Al saberse quien era Amalia y escucharse en el recinto el nombre de Ignacio Agramonte, El Capitán Arenas, al frente de la tropa española sedienta de sangre, dejó caer su sombrero al suelo en homenaje de respeto y exclamó a viva voz, dirigiéndose a Amalia: «"Señora, tranquilícese usted y no tema nada. Su marido me detuvo prisionero tres meses y me salvó la vida. Desde este momento está usted bajo mi salvaguardia, y es una gran dicha para mí poder manifestarle de este modo mi eterno agradecimiento. Pero ustedes tienen que venir con nosotros. Tenemos órdenes severas de recoger a las familias. No tema nada"». Y dirigiéndose a sus hombres ordenó: «"¡Cuidado con faltar en lo más mínimo a estas señoras!"».

Este gesto de honor y de agradecimiento del militar español  se mantuvo durante el difícil trayecto de las señoras hasta la ciudad principeña. Incluso posteriormente ocurrió otro evento que si no llegar a ser por la cautela y recomendación de este capitán, otro sería el final. 

La columna española había recogido a muchas familias en aquellos lares. Varios días de angustias y tristeza duró el trayecto entre La Angustura y la ciudad principeña. El viaje fue más que terrible, porque las carretas aladas por bueyes, las cuales trasladaban a cerca de un centenar de personas, aplastaban los huesos de los muertos y el suelo teñido de sangre aseguraba los fieros que habían sido los enfrentamientos.

En medio de aquel escenario escalofriante llegaron a la finca San Juan de Dios, en la que Amalia conoció a un joven que había sido amigo suyo, pero que para ese entonces engrosaba las filas españolas.

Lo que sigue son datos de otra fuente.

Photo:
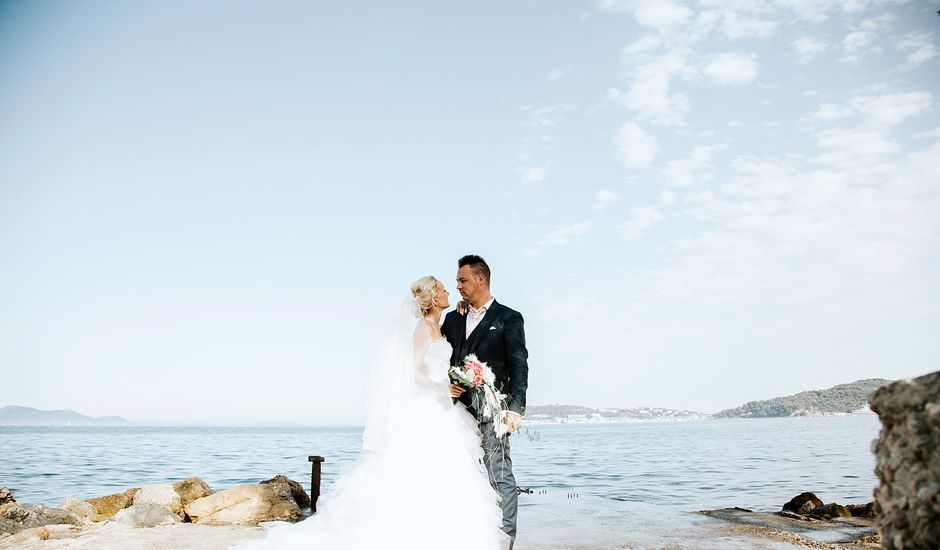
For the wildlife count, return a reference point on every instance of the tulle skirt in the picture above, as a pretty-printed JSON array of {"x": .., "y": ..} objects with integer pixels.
[{"x": 422, "y": 491}]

A pesar del disgusto que aquello le causo y del cual no pudo disimular su rechazo, este le hizo saber lo siguiente: «"Lo que deseo es que usted sepa que está bajo la custodia de dos caballeros: el Comandante Gutiérrez y yo. El Capitán Arenas le ha dejado a usted muy recomendada"».

Así fue como El Mayor sin sospecharlo salvó la vida de su esposa y la de otras señoras, aún sin estar presente. Su eticidad asumida durante la guerra, hasta con los prisioneros de guerra, permitió que el Capitán Arenas tuviera aquel gesto de piedad e hidalguía en aquel contexto henchido de odio hacia los libertadores y sus familiares.